Prior to getting sick, Wendy Reiss worked as a nurse doing scheduling for Lehigh Valley Health Network.
When the symptoms became unbearable, she had to leave the career she was passionate about. The transplant had changed that.
“In three months I went back to being an RN at the hospital where I’ve now worked in my 40th year,” she said.
“I went back to my role as an RN in the GI lab, but in January I was able to go back to the job that was the love of my life, the operating room, and I was there for 32 years and I’m doing both jobs now.”
‘Still waiting for the end result’
Wendy and Barry Reiss are an organ donation success story where the outcome was in their favor, but not everyone has the same result.
“The wait time for kidneys can be over five years, five to seven years based on some different factors,” Franzen said. “For other organs, it’s shorter, but frankly, any time of a wait is too long.”
“It’s like a roller coaster. You never know when they will call you. It can be any time and lots of anxiety, but I’m hopeful that the right one will be found for me.”
Danialle Brott, a mother from Gilbertsville, Monroe County, who needs a pancreas
Franzen said, “the demand is currently greater than the supply and so the best way we can address that and help the people that are waiting is to get more people to say, ‘Yes, it’s really pretty clear.”
One person awaiting a donor is Danialle Brott, a mother from Gilbertsville, Monroe County, who needs a pancreas.
“It’s like a roller coaster,” Brott said. “You never know when they will call you. It can be any time and lots of anxiety, but I’m hopeful that the right one will be found for me.”
Brott has been a Type 1 diabetic since she was 9. She developed pre-eclampsia during her second pregnancy and needed a new kidney.
She recalled how her young daughters reacted.
“When I was on the kidney list, every day they would pray that I would get a kidney, at dinner time,” she said.

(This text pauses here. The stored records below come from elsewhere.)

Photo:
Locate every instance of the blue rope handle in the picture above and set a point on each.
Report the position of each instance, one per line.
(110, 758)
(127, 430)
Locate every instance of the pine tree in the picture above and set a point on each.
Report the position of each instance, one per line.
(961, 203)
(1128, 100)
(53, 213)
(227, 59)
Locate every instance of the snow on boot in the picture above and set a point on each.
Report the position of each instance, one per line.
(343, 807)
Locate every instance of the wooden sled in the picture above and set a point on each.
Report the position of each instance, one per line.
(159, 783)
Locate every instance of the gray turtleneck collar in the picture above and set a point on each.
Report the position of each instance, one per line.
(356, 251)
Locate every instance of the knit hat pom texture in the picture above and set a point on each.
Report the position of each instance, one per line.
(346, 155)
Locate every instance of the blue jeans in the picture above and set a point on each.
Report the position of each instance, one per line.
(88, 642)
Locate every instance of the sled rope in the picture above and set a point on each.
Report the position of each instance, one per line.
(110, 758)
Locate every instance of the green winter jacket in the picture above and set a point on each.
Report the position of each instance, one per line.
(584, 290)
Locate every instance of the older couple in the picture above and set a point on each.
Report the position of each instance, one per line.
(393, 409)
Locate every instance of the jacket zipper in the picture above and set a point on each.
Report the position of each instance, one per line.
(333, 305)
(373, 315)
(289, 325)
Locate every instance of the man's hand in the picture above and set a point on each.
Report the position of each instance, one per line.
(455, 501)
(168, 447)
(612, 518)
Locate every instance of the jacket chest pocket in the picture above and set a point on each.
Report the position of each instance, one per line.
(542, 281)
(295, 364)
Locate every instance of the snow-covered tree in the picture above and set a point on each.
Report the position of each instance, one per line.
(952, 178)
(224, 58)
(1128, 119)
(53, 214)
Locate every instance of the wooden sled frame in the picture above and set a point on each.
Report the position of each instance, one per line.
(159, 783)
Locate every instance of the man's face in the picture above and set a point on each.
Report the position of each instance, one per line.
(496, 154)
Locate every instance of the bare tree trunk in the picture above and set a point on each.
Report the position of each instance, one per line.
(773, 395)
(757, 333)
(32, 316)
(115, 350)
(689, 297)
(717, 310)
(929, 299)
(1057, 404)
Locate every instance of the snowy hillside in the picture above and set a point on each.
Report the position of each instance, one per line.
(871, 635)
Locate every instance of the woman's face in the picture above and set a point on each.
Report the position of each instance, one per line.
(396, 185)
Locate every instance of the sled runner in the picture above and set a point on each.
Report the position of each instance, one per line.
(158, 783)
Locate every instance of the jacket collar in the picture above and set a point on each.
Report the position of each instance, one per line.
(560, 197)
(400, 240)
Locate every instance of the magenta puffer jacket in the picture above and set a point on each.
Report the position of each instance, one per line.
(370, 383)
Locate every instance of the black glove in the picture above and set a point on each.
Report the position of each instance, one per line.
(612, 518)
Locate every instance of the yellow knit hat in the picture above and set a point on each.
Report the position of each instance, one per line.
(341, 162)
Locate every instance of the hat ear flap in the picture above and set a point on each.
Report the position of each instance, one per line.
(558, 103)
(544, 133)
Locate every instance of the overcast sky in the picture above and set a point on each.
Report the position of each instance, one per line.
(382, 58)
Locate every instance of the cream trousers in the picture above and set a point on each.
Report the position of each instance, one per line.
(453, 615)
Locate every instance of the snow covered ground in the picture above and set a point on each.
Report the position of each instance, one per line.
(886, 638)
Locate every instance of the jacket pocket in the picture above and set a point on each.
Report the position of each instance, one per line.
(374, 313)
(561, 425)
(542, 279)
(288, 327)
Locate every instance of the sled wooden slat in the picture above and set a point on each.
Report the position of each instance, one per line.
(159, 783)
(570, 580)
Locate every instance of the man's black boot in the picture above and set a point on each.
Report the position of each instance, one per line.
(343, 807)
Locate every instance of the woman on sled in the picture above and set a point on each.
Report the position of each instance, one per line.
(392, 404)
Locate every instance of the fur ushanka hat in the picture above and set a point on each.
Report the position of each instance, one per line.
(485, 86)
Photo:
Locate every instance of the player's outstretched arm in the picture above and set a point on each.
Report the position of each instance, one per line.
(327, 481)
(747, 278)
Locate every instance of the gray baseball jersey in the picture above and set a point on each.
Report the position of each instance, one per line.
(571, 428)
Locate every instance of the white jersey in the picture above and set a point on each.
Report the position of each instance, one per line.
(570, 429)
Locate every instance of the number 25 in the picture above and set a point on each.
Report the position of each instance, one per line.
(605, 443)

Their prayers were answered when Brott attended physical therapy. Her physical therapist offered her kidney to Brott and was a match.
“I was just shocked that someone that I don’t know, I didn’t know her before that, would want to donate to a stranger,” she said.
However, her transplant journey is not over. Now, her illness requires her pancreas to be replaced and so she remains, once again, on the transplant waiting list.
“I have gotten three phone calls that unfortunately the organs haven’t been viable for the pancreas,” she said. “So I’m still waiting.
“I am still continuing my journey, but still waiting for the end result.”